Returning “home” to progress

by Bill Horan

It was like old home week when I arrived in Yao Jin on Wednesday afternoon. The mayor and dust-covered Yao Jin villagers stopped working and crowded around shaking my hand, laughing, and greeting me.

The sweet smell of honest sweat and cement dust perfumed the warm mountain air. A team of workers wearing face masks was unloading a truckload of bagged cement, and three local craftsmen were bending, forming and fabricating lengths of steel bars into shapes of columns and beams that will be soon be covered with wet concrete.

Many of the older villagers were stacking piles of freshly delivered red bricks and everyone was smiling.

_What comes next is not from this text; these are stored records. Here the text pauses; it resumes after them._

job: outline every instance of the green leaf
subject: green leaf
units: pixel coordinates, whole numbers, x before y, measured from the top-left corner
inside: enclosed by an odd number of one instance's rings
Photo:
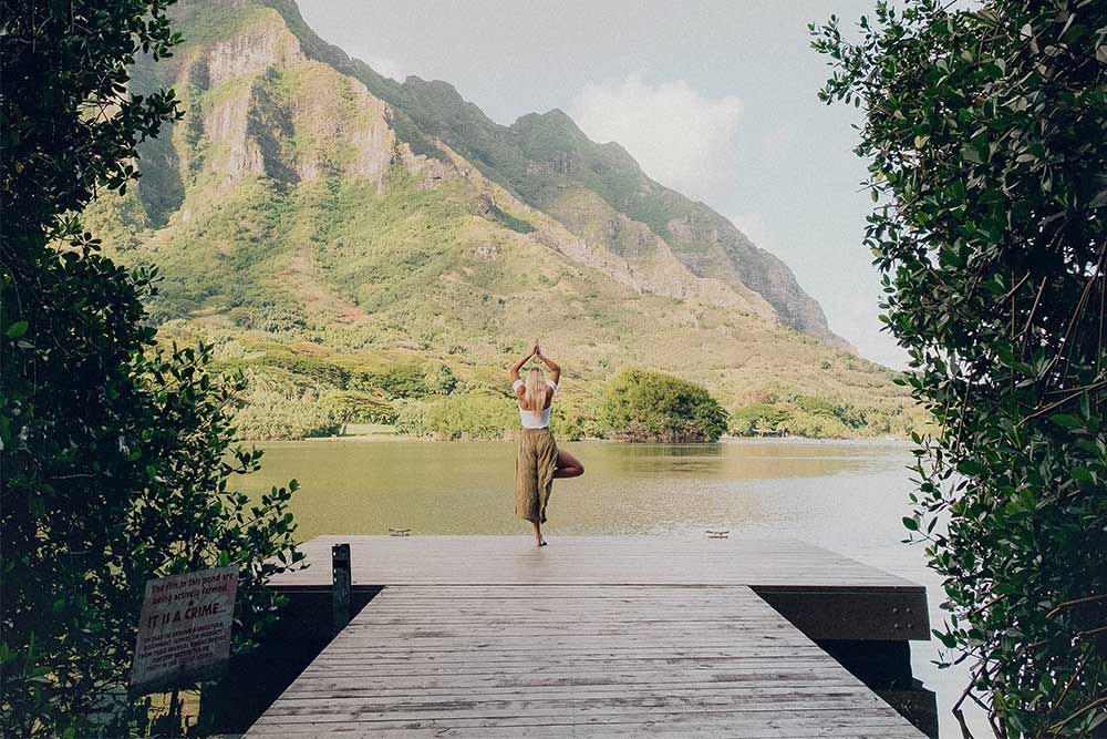
[[[1073,468],[1073,480],[1078,480],[1089,485],[1094,485],[1096,482],[1096,478],[1092,474],[1092,470],[1087,468]]]
[[[987,468],[976,460],[961,460],[958,462],[958,472],[969,478],[982,474],[985,470]]]
[[[1079,429],[1084,425],[1080,419],[1075,415],[1069,415],[1068,413],[1056,413],[1051,415],[1049,420],[1066,429]]]

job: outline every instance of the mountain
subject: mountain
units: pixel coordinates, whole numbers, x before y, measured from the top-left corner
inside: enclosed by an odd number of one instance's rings
[[[186,115],[86,214],[159,269],[163,335],[309,399],[404,363],[498,386],[541,336],[584,393],[635,365],[732,410],[821,399],[879,419],[858,429],[909,425],[894,373],[783,261],[561,111],[496,124],[445,82],[350,59],[290,0],[183,0],[174,21],[186,42],[132,86],[173,86]]]

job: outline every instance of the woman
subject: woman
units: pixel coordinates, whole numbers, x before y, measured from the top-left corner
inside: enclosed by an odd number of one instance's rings
[[[549,368],[549,380],[537,362],[527,370],[526,382],[519,378],[519,370],[531,357],[537,357]],[[519,438],[519,452],[515,460],[515,513],[535,524],[538,546],[546,546],[542,524],[546,523],[546,503],[554,487],[554,479],[579,478],[584,474],[584,465],[580,460],[559,450],[550,433],[550,406],[559,379],[561,367],[542,356],[538,339],[535,339],[530,353],[511,366],[511,389],[519,401],[519,419],[523,421],[523,435]]]

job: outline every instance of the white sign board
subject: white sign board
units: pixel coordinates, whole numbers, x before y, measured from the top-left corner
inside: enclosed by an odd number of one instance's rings
[[[131,669],[134,694],[217,676],[230,657],[238,567],[217,567],[146,582]]]

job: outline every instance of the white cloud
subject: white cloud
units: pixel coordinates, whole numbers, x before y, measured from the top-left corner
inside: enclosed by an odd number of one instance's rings
[[[717,199],[734,176],[742,101],[708,99],[686,82],[650,85],[638,74],[588,84],[570,114],[589,137],[614,141],[648,175],[697,199]]]
[[[407,72],[400,62],[394,59],[389,59],[387,57],[370,57],[363,58],[366,64],[369,64],[374,72],[377,74],[383,74],[386,78],[391,78],[396,82],[403,82],[407,78]]]
[[[739,213],[731,216],[731,223],[738,227],[751,242],[763,249],[773,250],[769,246],[768,227],[765,226],[765,218],[759,213]]]

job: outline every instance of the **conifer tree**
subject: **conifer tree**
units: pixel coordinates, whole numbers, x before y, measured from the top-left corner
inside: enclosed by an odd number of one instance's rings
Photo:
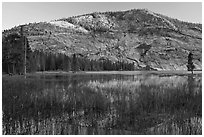
[[[188,54],[187,68],[188,68],[188,71],[191,71],[193,74],[193,70],[195,68],[195,65],[193,64],[193,54],[191,52]]]

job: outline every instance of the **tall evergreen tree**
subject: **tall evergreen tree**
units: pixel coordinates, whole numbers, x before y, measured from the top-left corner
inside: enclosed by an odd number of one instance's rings
[[[193,54],[191,52],[188,54],[187,68],[188,68],[188,71],[191,71],[193,74],[193,70],[195,68],[195,65],[193,64]]]

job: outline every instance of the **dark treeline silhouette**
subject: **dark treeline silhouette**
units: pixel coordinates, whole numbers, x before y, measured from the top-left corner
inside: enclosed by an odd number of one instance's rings
[[[27,42],[27,72],[36,71],[104,71],[134,70],[134,63],[124,61],[113,62],[108,59],[91,60],[73,54],[67,56],[40,50],[32,51]],[[3,38],[2,70],[8,74],[23,74],[24,45],[21,35],[11,34]]]
[[[134,70],[133,63],[112,62],[110,60],[91,60],[77,54],[53,54],[35,51],[32,53],[32,71],[103,71]]]

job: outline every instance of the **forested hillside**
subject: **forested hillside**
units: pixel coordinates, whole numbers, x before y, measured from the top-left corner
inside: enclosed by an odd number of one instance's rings
[[[202,25],[145,9],[29,23],[2,34],[6,73],[23,72],[25,43],[30,72],[187,70],[189,52],[202,68]]]

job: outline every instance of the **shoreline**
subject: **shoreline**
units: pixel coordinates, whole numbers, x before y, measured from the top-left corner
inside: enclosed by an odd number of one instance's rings
[[[58,76],[66,76],[66,75],[146,75],[146,74],[154,74],[154,75],[192,75],[190,71],[78,71],[73,73],[72,71],[38,71],[34,73],[27,73],[26,76],[41,76],[41,75],[58,75]],[[193,75],[202,74],[202,71],[194,71]],[[2,74],[2,77],[7,77],[9,74]],[[9,77],[24,77],[25,75],[12,75]]]

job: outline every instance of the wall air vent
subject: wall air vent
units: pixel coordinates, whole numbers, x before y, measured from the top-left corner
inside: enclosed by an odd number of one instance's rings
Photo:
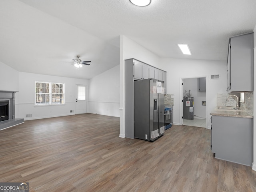
[[[211,75],[211,79],[220,79],[220,74]]]

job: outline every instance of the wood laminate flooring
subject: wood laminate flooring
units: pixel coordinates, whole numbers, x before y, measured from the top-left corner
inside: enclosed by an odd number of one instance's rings
[[[119,137],[119,118],[26,121],[0,131],[0,182],[32,192],[255,192],[250,166],[215,159],[210,130],[173,125],[151,142]]]

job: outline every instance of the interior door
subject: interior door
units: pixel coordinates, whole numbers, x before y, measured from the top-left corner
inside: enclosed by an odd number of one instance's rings
[[[86,85],[76,85],[76,96],[75,114],[87,113]]]
[[[183,83],[184,83],[184,81],[183,81],[183,79],[182,79],[182,84],[181,84],[181,90],[182,90],[182,95],[181,95],[181,96],[182,96],[182,102],[181,102],[181,110],[182,110],[182,114],[181,114],[181,115],[182,115],[182,118],[181,118],[181,124],[183,125],[183,103],[184,102],[184,101],[183,101],[183,99],[184,98],[184,96],[183,95],[183,92],[184,92],[184,90],[183,90]]]

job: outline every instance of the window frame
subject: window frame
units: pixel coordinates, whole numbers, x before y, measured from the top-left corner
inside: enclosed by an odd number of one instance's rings
[[[84,88],[84,99],[79,99],[78,87],[83,87]],[[77,100],[79,101],[86,101],[86,86],[83,85],[76,85],[77,90],[76,94],[77,94]]]
[[[36,87],[36,84],[37,83],[44,83],[44,84],[49,84],[49,93],[42,93],[42,94],[49,94],[49,103],[46,103],[46,102],[44,102],[44,103],[42,103],[42,104],[40,103],[37,103],[36,102],[36,98],[37,98],[37,94],[38,94],[38,92],[37,92],[37,87]],[[53,102],[52,99],[53,99],[53,95],[54,94],[58,94],[58,93],[53,93],[52,91],[52,84],[60,84],[62,85],[62,90],[63,93],[59,93],[59,94],[61,94],[63,96],[63,103],[58,103],[56,102]],[[65,104],[65,84],[63,83],[56,83],[54,82],[47,82],[47,81],[35,81],[35,89],[34,89],[34,105],[35,106],[53,106],[53,105],[64,105]]]

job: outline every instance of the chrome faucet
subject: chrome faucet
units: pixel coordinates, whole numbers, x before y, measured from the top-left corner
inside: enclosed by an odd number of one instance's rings
[[[239,106],[238,105],[238,98],[237,97],[237,96],[236,96],[236,95],[230,95],[229,96],[228,96],[228,98],[227,99],[227,101],[229,101],[229,98],[232,96],[234,96],[235,97],[236,97],[236,107],[239,107]]]

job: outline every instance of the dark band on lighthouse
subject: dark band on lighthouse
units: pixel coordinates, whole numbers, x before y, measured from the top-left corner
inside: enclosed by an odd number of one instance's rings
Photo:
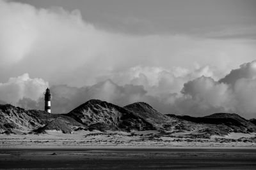
[[[51,93],[50,89],[49,89],[48,88],[46,89],[46,92],[44,96],[44,110],[46,112],[51,113]]]

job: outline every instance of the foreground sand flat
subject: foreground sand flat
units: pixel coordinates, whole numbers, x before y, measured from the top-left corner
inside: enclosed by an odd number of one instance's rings
[[[186,134],[177,136],[162,136],[154,131],[127,133],[97,131],[63,134],[48,131],[47,134],[0,135],[0,147],[252,147],[256,148],[255,134],[230,134],[212,136],[210,139],[191,139]]]
[[[255,148],[0,149],[1,169],[255,169]]]

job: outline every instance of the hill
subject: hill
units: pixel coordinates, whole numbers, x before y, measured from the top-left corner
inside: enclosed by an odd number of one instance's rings
[[[100,100],[90,100],[67,114],[25,110],[10,104],[0,105],[0,133],[47,133],[57,131],[124,132],[154,130],[161,136],[209,138],[231,132],[256,132],[255,120],[234,113],[214,113],[204,117],[163,115],[145,103],[120,107]],[[180,138],[183,138],[180,137]]]
[[[154,125],[124,108],[100,100],[90,100],[67,115],[91,129],[138,131],[154,129]]]

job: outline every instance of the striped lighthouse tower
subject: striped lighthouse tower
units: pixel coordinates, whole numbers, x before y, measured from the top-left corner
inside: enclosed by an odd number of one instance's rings
[[[46,112],[51,113],[51,93],[50,89],[48,88],[46,89],[46,92],[44,95],[44,110]]]

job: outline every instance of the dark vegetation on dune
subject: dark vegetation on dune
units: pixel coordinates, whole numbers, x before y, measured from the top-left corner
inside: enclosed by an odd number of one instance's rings
[[[255,119],[248,120],[234,113],[214,113],[204,117],[164,115],[142,102],[120,107],[93,99],[67,114],[0,105],[0,133],[7,134],[46,133],[47,130],[68,134],[84,130],[155,130],[163,136],[187,132],[189,138],[209,138],[230,132],[256,132],[255,122]]]

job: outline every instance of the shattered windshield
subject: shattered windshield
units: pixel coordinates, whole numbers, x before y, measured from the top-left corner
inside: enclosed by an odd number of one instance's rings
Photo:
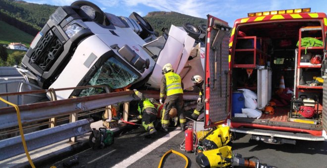
[[[98,70],[87,85],[105,84],[111,88],[127,86],[139,78],[138,76],[113,57],[111,57]],[[83,90],[80,96],[102,93],[104,88],[90,88]]]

Mr. Xu, our Chinese project superintendent, took me by the hand and led me to the concrete foundation recently built for the self-erecting crane that will be delivered tonight and erected tomorrow. He explained that the crane’s foundation contained over 140 tons of steel reinforced concrete, and that the crane’s long boom will have adequate reach to swing over most of the entire building site.

I heard singing, and looked out into the rice paddy where village women wearing long-billed sun hats were singing and bent to the age-old task of harvesting the fall rice crop. I am just amazed at the cheerful and tenacious attitude of these warm and wonderful people. It is such an honor to be able to help them rebuild their lives. When we headed for the hotel at the end of the day I was not feeling jet-lagged at all. The energy of the villagers had my internal batteries on “full charge.”